UN News: People want to know you on the personal level. So I have a few questions to try to do that. You are a fan of history. Who are your favourite historic figures?
Secretary-General: Well I had two personalities that had a very, very important influence on my political life, both ideologically and in relation to the political attitude, political behaviour. One, in my youth, Olof Palme. Another, in the maturity of my life, Nelson Mandela. I think they correspond to a fantastic combination: on one side, the policies that are at the same time clearly oriented for equality, for a progressive view of the world, equality between people, equality between societies.

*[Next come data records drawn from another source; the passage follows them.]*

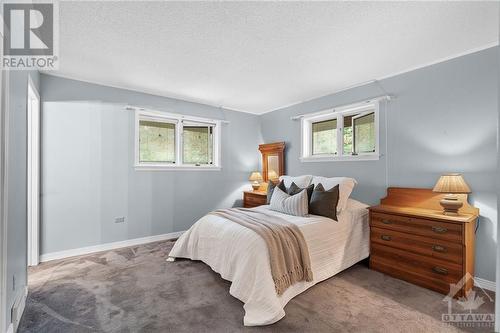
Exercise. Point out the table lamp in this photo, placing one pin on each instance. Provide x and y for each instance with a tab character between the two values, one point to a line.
272	175
255	178
451	184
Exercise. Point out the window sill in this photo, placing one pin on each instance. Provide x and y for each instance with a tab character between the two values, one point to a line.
366	157
160	167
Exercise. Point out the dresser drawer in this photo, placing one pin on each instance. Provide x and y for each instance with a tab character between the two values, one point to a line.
434	248
416	265
253	200
437	230
392	268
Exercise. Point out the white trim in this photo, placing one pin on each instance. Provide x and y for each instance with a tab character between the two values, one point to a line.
4	182
108	246
361	157
33	172
173	167
485	284
19	306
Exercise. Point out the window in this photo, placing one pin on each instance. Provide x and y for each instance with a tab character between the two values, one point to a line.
197	144
324	137
157	141
347	133
168	141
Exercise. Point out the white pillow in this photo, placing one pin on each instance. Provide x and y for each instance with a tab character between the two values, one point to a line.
346	185
300	181
289	204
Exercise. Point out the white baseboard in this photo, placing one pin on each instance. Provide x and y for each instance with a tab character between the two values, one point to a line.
18	310
108	246
485	284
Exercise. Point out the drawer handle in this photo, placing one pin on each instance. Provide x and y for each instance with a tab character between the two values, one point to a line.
438	248
439	230
440	270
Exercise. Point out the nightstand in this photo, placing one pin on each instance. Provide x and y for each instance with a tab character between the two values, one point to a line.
412	240
254	198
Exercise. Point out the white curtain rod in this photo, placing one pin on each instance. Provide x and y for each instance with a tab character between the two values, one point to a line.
179	115
334	108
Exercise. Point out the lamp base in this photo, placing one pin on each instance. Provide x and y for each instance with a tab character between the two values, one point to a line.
451	205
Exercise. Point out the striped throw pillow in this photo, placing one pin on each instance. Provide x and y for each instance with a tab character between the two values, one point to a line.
289	204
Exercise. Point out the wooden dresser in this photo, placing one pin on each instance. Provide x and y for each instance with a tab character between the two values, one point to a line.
254	198
412	240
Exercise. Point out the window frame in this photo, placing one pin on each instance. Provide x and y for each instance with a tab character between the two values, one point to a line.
178	120
356	109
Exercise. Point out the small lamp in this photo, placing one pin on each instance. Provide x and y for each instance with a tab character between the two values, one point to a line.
272	175
255	178
451	183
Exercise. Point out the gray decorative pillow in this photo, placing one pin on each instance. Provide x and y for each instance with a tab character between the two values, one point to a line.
324	203
294	189
270	189
289	204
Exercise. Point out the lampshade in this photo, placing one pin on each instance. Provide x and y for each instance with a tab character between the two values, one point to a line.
451	183
272	175
255	176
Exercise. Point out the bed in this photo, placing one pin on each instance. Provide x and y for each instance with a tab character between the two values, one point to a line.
240	255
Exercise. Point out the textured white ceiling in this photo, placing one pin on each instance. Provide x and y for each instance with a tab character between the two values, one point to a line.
260	56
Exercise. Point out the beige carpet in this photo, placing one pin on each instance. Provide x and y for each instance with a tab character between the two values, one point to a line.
136	290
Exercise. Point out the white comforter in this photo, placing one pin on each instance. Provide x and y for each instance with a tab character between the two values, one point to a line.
240	255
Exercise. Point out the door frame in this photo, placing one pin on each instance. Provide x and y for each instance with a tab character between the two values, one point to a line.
33	170
4	144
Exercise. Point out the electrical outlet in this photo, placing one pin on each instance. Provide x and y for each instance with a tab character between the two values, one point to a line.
120	219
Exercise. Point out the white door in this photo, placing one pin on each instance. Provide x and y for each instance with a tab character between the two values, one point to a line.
33	106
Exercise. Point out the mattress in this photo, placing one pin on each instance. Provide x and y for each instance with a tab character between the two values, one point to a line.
240	255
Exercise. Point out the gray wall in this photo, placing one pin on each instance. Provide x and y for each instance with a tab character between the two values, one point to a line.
88	177
443	119
17	185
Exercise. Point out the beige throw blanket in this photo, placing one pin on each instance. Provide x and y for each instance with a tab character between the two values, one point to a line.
288	252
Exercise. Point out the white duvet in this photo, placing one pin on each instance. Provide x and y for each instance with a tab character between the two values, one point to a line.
240	255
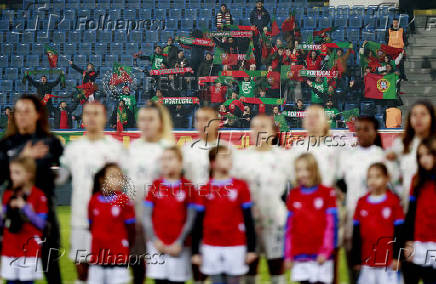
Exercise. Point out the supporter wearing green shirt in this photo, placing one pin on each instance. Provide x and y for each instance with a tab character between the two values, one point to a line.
332	113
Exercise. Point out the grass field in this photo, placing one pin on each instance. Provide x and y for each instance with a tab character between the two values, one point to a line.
68	269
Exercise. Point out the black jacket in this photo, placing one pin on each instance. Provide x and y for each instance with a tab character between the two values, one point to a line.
11	147
261	22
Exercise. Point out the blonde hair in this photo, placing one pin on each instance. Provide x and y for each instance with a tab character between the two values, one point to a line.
323	118
28	164
166	131
312	165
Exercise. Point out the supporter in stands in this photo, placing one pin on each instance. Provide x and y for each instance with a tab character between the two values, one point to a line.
223	17
4	119
43	88
62	116
170	51
246	117
397	37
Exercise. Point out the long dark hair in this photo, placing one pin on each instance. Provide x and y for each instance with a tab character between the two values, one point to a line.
374	122
100	176
409	132
42	126
423	175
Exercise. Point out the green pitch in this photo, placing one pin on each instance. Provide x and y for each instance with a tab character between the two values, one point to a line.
69	272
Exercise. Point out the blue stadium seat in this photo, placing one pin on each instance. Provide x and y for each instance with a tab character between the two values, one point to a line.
89	36
152	36
404	20
353	35
11	73
160	14
325	22
186	24
74	36
136	36
129	14
4	61
126	60
69	48
309	22
131	48
100	48
341	21
59	36
191	14
356	21
85	48
120	36
380	35
203	24
17	61
116	48
368	35
95	59
205	13
338	35
370	22
109	60
80	60
23	48
171	24
176	13
145	14
6	85
104	36
7	48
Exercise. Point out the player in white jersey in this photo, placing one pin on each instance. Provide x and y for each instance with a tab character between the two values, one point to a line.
420	124
320	143
142	165
196	157
353	169
83	158
266	168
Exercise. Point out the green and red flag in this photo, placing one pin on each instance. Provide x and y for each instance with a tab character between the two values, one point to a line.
52	56
381	87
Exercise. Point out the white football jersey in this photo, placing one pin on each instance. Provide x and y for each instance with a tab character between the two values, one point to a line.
83	158
142	166
196	160
267	173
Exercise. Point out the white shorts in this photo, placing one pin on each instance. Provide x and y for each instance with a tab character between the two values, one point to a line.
165	267
378	275
312	271
22	269
425	254
109	275
223	260
271	242
80	245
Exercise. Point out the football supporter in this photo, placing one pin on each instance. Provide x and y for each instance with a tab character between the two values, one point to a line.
224	207
420	124
265	167
25	214
112	225
310	237
143	166
83	158
169	214
420	234
28	135
377	225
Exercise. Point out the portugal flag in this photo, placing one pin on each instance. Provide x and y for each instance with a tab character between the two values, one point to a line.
381	87
52	56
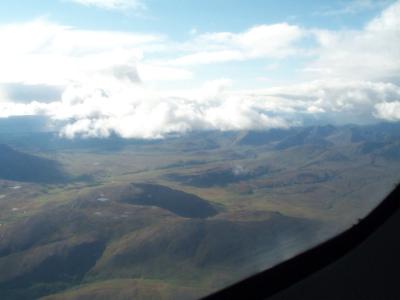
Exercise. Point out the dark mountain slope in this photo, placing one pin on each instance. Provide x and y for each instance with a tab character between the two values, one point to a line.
18	166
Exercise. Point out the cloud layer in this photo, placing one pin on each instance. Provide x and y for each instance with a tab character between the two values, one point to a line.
100	82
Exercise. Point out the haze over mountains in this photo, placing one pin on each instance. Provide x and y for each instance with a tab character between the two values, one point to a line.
180	217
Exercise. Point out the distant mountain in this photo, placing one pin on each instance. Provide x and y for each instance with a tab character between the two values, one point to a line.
19	166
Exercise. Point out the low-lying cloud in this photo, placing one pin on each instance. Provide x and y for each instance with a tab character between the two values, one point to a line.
99	83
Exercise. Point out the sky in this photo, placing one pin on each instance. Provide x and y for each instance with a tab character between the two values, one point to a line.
148	68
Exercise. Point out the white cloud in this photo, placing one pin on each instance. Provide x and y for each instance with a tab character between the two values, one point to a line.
112	4
389	111
106	80
354	6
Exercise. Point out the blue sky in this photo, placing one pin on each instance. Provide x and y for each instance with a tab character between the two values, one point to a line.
144	68
176	17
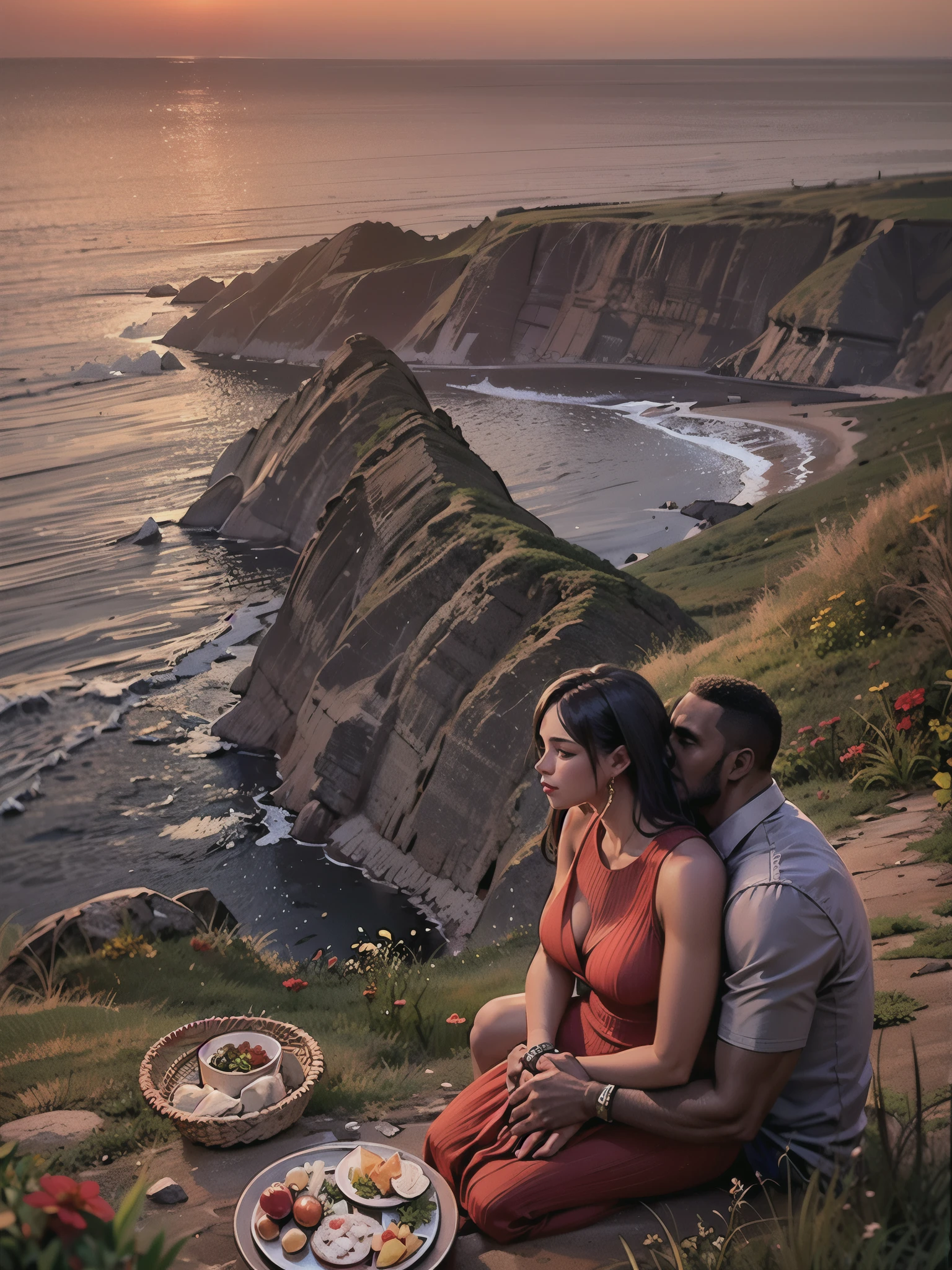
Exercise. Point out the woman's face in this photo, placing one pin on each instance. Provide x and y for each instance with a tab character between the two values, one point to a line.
564	768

Olof Palme has made a fantastic contribution to the development of a progressive vision of his country and of international relations. And then Nelson Mandela is the very symbol of forgiveness, tolerance and the capacity to rebuild a society that was so deeply and so tragically divided.
Mr. Guterres (centre right) on his way to UN Headquarters for his first day at work as Secretary-General on 3 January 2017. UN Photo/Mark Garten
UN News: Who is your favourite author and what is your favourite book?

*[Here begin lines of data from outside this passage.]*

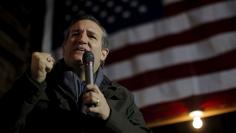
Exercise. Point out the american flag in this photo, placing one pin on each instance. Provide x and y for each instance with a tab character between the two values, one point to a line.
174	55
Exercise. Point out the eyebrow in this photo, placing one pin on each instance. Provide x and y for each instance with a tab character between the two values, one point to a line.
88	31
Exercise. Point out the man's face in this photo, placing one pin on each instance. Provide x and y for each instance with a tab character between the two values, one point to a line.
84	35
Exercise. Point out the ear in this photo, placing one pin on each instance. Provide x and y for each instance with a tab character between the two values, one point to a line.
105	52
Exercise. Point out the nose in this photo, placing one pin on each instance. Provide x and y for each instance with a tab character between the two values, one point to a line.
83	38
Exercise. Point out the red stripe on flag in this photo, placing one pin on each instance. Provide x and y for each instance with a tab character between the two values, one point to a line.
158	76
195	34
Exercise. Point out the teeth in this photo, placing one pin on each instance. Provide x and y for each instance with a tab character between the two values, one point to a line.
81	49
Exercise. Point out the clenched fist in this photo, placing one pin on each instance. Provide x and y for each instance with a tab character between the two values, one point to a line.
41	64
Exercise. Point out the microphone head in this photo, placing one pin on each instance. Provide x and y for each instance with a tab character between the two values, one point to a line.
88	57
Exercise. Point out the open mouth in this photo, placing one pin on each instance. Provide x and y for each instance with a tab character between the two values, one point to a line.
81	49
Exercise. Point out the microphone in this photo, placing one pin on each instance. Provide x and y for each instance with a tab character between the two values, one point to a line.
88	61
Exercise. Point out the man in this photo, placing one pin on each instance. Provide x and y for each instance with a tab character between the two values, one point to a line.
52	97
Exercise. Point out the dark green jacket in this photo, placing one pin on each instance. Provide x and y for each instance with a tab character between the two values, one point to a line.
30	107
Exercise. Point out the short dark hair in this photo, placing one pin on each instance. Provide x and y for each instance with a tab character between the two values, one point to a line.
105	42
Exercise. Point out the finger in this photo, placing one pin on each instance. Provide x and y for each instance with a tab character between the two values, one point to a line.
49	63
93	87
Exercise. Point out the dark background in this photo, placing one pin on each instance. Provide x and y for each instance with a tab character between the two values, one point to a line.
21	32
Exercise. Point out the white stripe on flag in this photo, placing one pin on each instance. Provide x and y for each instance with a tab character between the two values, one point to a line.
173	24
211	47
186	87
47	34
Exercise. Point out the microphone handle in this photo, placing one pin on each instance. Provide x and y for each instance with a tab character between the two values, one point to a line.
89	72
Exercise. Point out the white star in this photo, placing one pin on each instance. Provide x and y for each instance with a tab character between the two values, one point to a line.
111	19
118	9
95	8
142	9
134	3
75	8
126	14
110	4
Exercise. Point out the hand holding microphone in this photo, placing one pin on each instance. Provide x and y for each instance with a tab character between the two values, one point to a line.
93	98
41	64
88	61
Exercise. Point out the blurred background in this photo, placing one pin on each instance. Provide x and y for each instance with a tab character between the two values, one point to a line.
176	56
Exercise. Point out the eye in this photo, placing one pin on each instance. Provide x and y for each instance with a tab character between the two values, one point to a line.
92	36
75	33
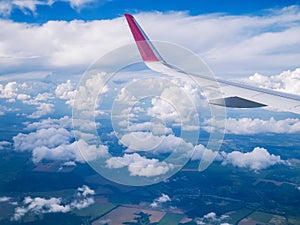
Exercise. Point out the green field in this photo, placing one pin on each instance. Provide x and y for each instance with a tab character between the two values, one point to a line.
237	215
94	211
261	216
171	219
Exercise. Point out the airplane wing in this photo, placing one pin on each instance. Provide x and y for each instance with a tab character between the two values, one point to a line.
234	94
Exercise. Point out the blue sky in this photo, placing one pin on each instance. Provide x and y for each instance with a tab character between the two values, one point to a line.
108	9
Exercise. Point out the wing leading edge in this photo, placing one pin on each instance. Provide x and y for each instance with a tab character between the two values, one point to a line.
234	94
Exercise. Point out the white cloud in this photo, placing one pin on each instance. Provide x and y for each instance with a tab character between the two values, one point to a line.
64	122
38	205
258	159
246	126
158	201
66	91
202	153
138	165
287	81
30	6
5	199
212	218
4	144
52	141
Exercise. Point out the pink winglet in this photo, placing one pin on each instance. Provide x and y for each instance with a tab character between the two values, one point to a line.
144	45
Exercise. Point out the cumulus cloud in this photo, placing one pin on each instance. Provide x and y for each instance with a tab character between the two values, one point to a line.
258	159
139	165
30	6
287	81
4	144
66	91
38	205
212	218
202	153
5	199
245	126
158	201
52	141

Secretary-General: I am, as you said, a compulsive reader of history. There are two history authors that I really consider the best I've read. One is French, Georges Duby. He was an excellent medievalist. The other is British, A.J.P Taylor. But of course, I am Portuguese; I come from a country of poets. There is a Portuguese poet that I consider absolutely unique: Fernando Pessoa.
UN News: With all your responsibilities as the head of an Organization that people look up to for solutions in a complicated world, what do you do to de-stress? What do you do for fun?
Secretary-General: Well, I like music a lot. So I [listen to] music at home. I go to concerts, operas frequently. I am very fond of contemporary art, so here in New York is the best place in the world – the galleries in Chelsea and other parts, contemporary exhibitions in the different museums.
And at the same time, I love to travel – and to go and try to discover either aspects of cultural heritage or landscapes that are unusual, or to have contact with people that are different and can enrich us. So I would say these are probably the areas where I try to use my spare time to my own benefit.